During this dread interval, all things about us were thrown back into a state of the rudest infancy; the illiterature of the age approached to barbarism; the evidences of history were destroyed; there was such a paucity of readers, that no writers were found to commemorate contemporary events. Indeed, had there been any, who could have ventured to arbitrate between such contradictory accounts, where every party had to tell their own tale? Oblivion, not history, seemed to be the consolation of those miserable times.
It was at such an unhappy era that the new-found art of printing was introduced into England by an English trader, who for thirty years had passed his life in Flanders, conversant with no other languages than were used in those countries.
Our literature was interested in the intellectual character of our first English printer. A powerful mind might, by the novel and mighty instrument of thought, have created a national taste, or have sown that seed of curiosity without which no knowledge can be reared. Such a genius might have anticipated by a whole century that general passion for sound literature which was afterwards to distinguish our country. But neither the times nor the man were equal to such a glorious advancement.

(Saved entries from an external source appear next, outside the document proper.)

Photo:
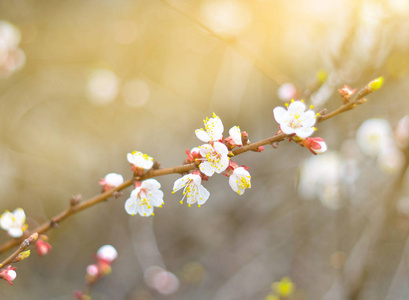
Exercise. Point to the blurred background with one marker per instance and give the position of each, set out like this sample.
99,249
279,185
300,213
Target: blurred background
85,82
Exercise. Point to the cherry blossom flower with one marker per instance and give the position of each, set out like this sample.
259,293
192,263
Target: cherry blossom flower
216,158
107,253
192,155
111,181
315,145
139,161
235,138
8,274
214,130
144,198
192,189
14,222
239,180
295,120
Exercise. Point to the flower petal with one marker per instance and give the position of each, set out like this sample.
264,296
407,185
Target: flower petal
202,135
203,195
304,132
131,207
151,184
206,168
280,114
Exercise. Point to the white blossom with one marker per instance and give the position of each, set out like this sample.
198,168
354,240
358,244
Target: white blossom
216,158
140,160
193,189
240,180
144,198
235,134
295,119
213,130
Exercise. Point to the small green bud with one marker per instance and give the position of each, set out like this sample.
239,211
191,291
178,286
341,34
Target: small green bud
322,76
22,256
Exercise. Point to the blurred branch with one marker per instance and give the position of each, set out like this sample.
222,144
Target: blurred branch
76,205
23,247
258,62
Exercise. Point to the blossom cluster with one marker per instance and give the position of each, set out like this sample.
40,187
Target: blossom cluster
298,123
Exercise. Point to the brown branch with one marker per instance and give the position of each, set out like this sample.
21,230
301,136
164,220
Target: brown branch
23,247
76,207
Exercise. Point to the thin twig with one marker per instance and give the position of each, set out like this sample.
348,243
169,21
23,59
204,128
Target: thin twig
76,207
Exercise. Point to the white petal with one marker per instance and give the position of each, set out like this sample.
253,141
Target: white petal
145,211
179,183
215,128
287,129
131,207
203,195
280,114
206,168
303,132
151,184
235,134
223,164
202,135
196,179
296,107
204,149
233,183
146,164
156,198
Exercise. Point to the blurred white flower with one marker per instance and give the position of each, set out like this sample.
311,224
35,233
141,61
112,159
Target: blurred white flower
12,58
111,180
391,159
375,138
193,189
107,253
216,158
14,222
240,180
144,198
161,280
320,178
402,132
295,119
139,160
103,86
213,130
403,205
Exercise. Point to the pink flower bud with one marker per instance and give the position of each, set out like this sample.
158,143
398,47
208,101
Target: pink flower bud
315,145
107,253
43,248
93,273
8,274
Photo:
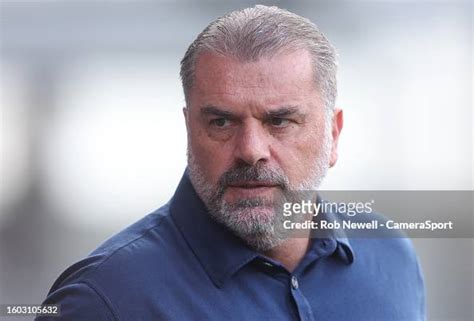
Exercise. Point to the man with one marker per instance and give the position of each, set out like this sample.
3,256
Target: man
260,88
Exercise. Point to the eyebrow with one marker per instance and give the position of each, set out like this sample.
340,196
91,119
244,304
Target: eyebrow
283,111
280,112
216,111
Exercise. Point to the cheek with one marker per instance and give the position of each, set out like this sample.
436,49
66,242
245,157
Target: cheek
213,160
298,156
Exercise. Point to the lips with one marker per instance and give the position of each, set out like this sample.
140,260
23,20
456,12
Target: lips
253,184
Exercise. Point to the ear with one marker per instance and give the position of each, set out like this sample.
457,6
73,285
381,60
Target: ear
186,117
337,122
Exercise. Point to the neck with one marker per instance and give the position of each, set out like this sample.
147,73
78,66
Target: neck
290,252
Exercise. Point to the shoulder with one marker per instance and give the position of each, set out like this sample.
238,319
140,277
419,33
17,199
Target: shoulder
122,265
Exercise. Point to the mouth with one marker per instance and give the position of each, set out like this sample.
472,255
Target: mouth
253,185
250,190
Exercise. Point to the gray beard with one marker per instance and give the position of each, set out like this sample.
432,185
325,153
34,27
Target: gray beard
257,221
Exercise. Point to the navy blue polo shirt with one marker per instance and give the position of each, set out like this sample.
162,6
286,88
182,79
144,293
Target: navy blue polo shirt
179,264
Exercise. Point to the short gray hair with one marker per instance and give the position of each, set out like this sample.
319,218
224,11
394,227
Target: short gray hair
262,31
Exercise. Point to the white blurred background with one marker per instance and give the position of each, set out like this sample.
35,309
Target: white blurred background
92,133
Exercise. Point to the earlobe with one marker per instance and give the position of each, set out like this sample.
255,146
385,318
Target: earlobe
186,116
337,123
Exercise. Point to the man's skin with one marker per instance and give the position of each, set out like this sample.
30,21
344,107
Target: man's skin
268,111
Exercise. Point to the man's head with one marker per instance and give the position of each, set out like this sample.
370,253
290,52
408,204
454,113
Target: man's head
260,87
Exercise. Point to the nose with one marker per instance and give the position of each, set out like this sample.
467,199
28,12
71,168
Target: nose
252,144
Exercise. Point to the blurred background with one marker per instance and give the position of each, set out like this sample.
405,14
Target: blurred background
93,138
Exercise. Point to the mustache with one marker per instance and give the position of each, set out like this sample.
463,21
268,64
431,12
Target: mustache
242,173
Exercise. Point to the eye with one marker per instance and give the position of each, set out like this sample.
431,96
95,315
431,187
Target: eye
219,122
279,122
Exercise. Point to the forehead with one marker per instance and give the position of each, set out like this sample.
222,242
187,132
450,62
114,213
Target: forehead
285,78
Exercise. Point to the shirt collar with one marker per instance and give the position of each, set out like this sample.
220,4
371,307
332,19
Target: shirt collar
219,251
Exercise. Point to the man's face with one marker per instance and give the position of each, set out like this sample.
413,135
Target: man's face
256,131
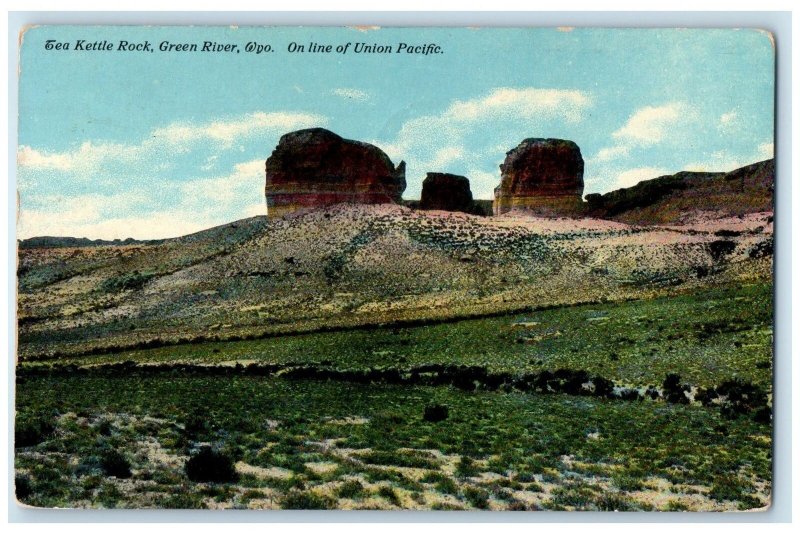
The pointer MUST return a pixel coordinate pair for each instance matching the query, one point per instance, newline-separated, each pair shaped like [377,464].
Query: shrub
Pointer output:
[210,466]
[721,248]
[31,431]
[435,413]
[466,467]
[350,489]
[742,397]
[389,494]
[674,391]
[603,387]
[22,487]
[477,497]
[305,500]
[115,464]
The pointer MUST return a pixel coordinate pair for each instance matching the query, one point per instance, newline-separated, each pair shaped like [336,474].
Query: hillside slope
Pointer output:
[354,265]
[687,195]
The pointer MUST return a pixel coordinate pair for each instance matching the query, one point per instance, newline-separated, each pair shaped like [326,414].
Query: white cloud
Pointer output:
[650,125]
[527,103]
[228,131]
[725,161]
[444,156]
[352,94]
[93,157]
[632,177]
[437,141]
[611,153]
[727,118]
[179,209]
[86,157]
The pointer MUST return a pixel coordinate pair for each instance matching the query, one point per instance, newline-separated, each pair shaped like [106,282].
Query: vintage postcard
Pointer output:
[395,268]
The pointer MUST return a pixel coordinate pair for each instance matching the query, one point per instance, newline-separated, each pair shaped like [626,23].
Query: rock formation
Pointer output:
[543,176]
[315,167]
[448,192]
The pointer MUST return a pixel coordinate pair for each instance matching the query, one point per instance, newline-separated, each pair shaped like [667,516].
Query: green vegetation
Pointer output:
[269,422]
[521,412]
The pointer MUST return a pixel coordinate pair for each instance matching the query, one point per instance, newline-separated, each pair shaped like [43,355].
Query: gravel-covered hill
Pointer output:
[351,265]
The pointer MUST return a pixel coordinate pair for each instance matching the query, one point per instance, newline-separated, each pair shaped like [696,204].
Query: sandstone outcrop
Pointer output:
[542,176]
[315,167]
[448,192]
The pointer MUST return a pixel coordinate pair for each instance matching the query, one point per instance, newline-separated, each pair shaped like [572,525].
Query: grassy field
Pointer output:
[337,445]
[154,436]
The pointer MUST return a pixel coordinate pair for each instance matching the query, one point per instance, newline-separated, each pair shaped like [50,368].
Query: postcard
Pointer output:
[502,269]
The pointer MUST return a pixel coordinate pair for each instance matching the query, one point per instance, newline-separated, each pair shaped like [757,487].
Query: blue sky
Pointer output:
[137,144]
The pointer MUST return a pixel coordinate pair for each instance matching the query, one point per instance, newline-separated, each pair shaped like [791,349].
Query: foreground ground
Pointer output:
[563,408]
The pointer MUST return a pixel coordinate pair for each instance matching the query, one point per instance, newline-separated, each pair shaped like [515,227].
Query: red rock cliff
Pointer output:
[315,167]
[543,176]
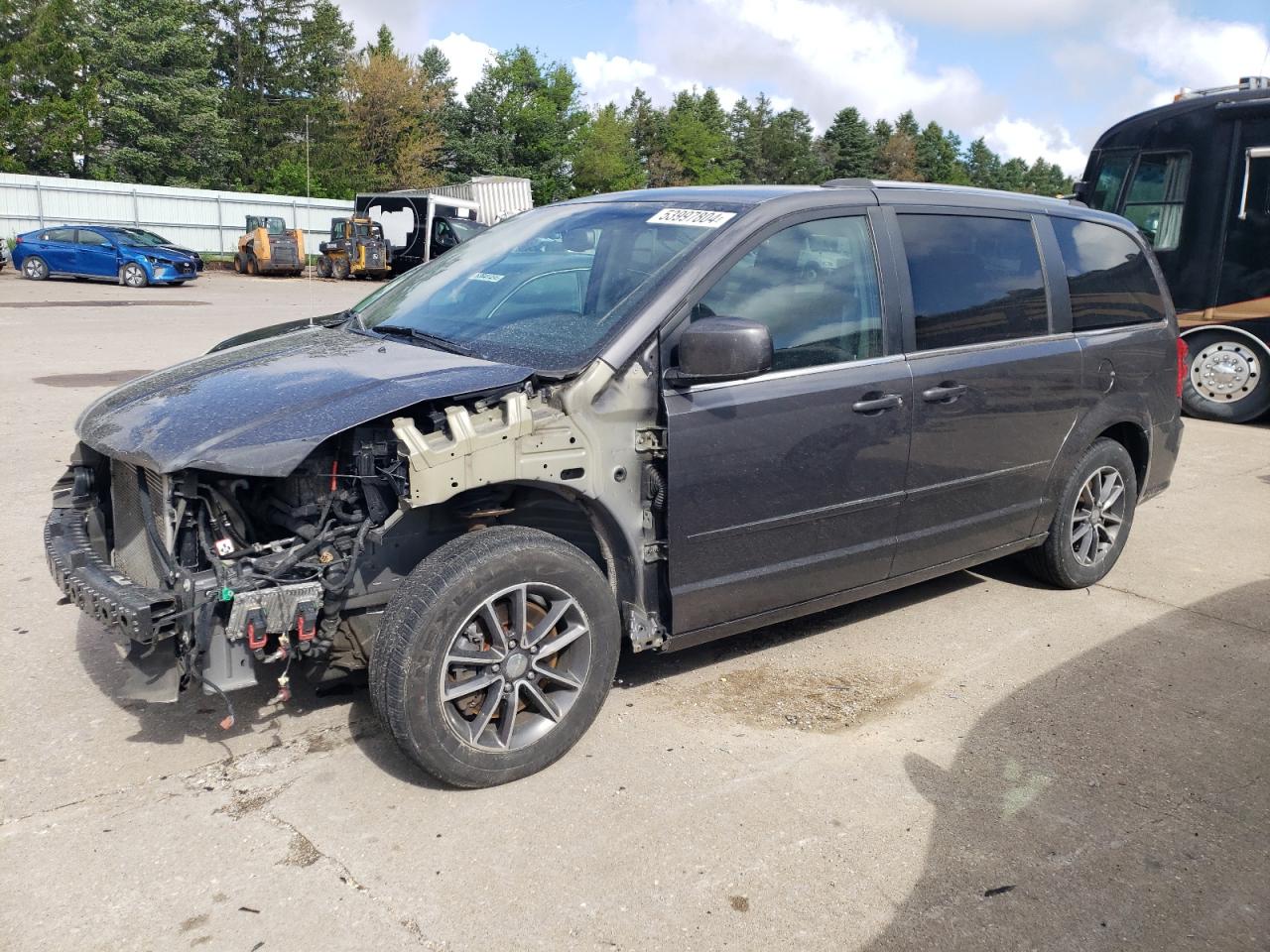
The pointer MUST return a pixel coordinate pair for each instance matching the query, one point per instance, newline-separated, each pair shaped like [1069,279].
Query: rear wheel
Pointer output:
[1225,379]
[35,268]
[1092,522]
[495,655]
[134,276]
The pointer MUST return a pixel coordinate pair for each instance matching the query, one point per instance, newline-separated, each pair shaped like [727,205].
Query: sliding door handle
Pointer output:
[876,403]
[944,394]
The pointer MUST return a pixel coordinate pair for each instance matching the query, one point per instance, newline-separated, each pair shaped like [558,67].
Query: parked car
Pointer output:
[99,253]
[485,476]
[140,238]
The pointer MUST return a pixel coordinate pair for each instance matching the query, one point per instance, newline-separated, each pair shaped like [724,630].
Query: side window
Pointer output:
[1107,276]
[974,280]
[1106,186]
[1157,195]
[816,289]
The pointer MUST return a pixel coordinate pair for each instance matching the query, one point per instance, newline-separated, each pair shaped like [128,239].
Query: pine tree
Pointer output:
[522,118]
[48,126]
[160,119]
[852,145]
[607,160]
[983,166]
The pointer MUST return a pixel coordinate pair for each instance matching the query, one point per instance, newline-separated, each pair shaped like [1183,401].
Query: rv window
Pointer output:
[1156,197]
[1107,276]
[1106,188]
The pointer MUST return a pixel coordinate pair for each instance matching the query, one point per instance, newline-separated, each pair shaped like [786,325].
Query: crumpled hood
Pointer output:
[259,409]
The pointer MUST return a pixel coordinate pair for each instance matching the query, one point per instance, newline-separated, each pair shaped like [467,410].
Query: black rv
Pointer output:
[1194,177]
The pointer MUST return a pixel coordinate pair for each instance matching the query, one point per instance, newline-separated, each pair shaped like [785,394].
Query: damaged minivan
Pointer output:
[653,417]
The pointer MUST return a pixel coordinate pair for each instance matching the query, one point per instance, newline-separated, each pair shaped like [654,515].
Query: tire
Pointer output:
[468,740]
[134,276]
[1066,558]
[1225,379]
[35,268]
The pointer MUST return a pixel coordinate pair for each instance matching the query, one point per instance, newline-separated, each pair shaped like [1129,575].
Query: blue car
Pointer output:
[102,253]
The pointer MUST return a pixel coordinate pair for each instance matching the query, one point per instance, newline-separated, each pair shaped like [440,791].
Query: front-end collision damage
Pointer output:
[212,578]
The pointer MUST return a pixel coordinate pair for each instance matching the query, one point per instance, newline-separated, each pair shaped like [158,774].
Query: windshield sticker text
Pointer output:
[697,217]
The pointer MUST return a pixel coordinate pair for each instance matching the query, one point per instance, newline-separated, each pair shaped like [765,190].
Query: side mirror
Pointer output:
[720,349]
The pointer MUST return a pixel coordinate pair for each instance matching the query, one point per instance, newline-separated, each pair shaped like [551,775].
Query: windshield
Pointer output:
[465,229]
[548,289]
[137,238]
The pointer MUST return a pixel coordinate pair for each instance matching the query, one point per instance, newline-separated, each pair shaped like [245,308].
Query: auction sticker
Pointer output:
[697,217]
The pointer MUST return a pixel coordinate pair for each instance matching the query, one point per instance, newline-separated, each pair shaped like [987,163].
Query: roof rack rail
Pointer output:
[1243,85]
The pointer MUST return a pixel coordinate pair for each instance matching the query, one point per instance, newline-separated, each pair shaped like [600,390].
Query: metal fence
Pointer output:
[197,218]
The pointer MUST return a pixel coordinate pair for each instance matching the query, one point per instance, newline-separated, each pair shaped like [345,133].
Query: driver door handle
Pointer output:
[876,404]
[944,394]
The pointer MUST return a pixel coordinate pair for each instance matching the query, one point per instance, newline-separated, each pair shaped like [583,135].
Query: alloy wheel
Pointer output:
[1225,371]
[1097,516]
[516,666]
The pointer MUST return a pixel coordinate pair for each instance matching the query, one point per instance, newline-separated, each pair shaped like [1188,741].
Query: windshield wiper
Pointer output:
[423,336]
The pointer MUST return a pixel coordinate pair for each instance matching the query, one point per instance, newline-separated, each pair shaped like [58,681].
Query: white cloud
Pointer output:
[991,16]
[467,59]
[1188,51]
[817,54]
[1020,139]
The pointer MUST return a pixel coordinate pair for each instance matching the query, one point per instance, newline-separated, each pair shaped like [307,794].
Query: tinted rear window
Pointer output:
[974,280]
[1107,276]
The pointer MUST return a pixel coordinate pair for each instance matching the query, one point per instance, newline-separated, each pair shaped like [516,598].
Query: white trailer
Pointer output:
[497,195]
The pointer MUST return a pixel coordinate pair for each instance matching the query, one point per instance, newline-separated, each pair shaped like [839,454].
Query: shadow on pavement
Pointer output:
[1120,800]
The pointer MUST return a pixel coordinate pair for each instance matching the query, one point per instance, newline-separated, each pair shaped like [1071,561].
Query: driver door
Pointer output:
[786,488]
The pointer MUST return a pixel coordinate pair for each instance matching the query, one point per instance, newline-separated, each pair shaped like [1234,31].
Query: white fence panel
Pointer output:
[198,218]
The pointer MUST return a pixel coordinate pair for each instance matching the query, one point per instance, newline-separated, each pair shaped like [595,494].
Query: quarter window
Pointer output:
[815,286]
[974,280]
[1157,195]
[1106,186]
[1107,276]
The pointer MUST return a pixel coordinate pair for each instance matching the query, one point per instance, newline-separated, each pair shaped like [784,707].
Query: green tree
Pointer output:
[391,132]
[852,145]
[159,108]
[607,160]
[790,150]
[522,118]
[938,158]
[48,125]
[983,166]
[697,140]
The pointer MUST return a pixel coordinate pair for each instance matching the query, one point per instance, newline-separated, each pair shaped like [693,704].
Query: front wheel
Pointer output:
[134,276]
[495,655]
[1225,379]
[1091,526]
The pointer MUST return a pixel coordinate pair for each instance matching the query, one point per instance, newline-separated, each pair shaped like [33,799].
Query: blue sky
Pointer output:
[1033,76]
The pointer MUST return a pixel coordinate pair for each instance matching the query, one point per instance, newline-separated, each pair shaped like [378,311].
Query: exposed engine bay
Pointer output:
[234,574]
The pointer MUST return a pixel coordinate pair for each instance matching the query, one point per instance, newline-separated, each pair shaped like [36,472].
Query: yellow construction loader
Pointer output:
[270,248]
[356,249]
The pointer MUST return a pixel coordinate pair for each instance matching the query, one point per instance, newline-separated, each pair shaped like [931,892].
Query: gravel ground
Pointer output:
[976,762]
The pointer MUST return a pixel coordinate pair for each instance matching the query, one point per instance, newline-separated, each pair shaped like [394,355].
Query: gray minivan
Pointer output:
[654,416]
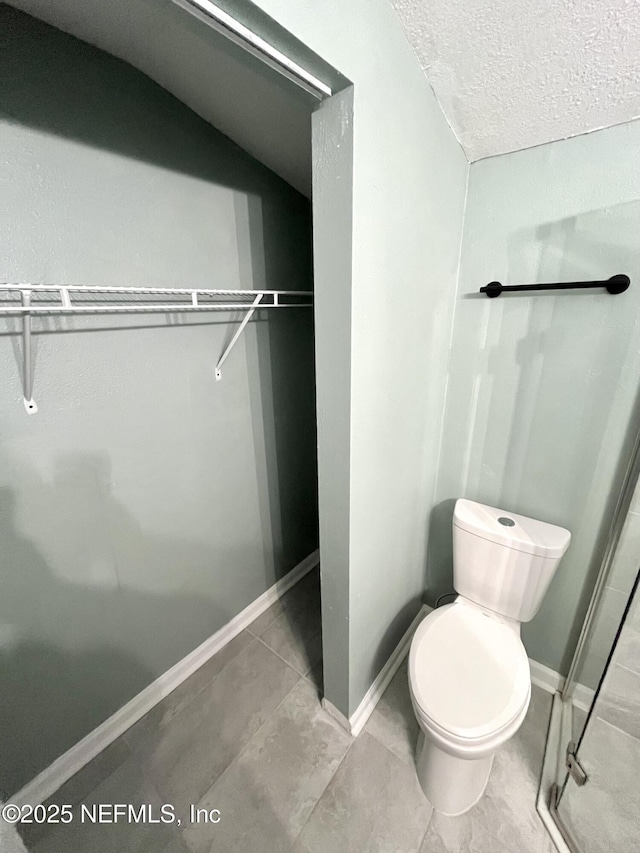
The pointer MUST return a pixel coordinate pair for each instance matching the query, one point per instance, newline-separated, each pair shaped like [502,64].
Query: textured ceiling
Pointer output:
[510,74]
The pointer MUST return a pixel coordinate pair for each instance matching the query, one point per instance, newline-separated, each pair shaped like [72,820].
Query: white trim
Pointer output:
[553,682]
[358,719]
[64,767]
[543,676]
[337,715]
[549,775]
[373,695]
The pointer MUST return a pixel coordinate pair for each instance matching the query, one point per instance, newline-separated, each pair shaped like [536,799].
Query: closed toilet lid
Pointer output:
[469,672]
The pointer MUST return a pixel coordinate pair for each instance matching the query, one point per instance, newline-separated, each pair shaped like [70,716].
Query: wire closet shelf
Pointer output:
[26,300]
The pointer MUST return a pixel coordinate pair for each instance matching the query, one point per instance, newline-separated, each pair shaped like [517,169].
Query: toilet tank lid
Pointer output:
[510,529]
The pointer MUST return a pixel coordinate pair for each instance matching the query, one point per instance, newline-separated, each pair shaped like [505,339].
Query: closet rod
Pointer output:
[26,299]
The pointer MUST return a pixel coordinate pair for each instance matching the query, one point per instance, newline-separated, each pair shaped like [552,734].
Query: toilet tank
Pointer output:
[503,561]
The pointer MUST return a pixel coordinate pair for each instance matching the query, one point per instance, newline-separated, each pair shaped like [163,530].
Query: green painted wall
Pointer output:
[542,402]
[409,183]
[145,504]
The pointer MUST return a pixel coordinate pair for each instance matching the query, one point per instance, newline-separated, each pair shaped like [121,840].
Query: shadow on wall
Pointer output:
[58,84]
[552,404]
[69,619]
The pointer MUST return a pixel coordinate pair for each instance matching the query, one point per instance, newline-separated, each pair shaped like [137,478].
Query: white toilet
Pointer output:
[468,669]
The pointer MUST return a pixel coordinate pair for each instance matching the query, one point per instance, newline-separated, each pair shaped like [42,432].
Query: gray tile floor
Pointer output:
[246,735]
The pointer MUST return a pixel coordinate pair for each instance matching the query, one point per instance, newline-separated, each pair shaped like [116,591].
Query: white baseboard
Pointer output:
[553,682]
[64,767]
[358,719]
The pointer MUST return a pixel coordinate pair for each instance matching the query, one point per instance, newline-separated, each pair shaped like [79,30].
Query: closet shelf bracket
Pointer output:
[26,300]
[238,332]
[27,361]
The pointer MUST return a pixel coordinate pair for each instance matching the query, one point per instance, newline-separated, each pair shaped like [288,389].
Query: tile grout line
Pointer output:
[290,665]
[326,787]
[247,744]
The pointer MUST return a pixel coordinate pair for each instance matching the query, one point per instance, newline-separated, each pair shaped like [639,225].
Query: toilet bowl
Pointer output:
[469,676]
[470,689]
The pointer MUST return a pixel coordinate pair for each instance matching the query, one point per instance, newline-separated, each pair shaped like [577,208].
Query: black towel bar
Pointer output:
[615,284]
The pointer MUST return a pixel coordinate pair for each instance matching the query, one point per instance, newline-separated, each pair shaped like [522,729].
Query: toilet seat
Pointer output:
[469,675]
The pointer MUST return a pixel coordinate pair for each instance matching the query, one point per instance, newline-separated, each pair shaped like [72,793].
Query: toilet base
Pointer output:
[452,785]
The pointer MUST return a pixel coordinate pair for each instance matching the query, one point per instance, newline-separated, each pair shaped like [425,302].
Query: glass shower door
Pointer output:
[599,802]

The first printed book in the English language was not printed in England. It is a translation of Ráoul le Fevre’s “Recuyel of the Historyes of Troye,” famed in its own day as the most romantic history, and in ours, for the honour of bibliography, romantically valued at the cost of a thousand guineas. This first monument of English printing issued from the infant press at Cologne in 1471, where Caxton first became initiated in “the noble mystery and craft” of printing, when printing was yet truly “a mystery,” and Caxton himself did not import the art which was to effect such an intellectual revolution till a year or two afterwards, on his return home. The first printer, it is evident, had no other conception of the machine he was about to give the nation than as an ingenious contrivance, or a cheap substitute for costly manuscripts—possibly he might, in his calculating prudence, even be doubtful of its success!
At the announcement of the first printed book in our vernacular idiom, the mind involuntarily pauses: looking on the humble origin of our bibliography, and on the obscure commencement of the newly-found art of printing itself, we are startled at the vast and complicated results.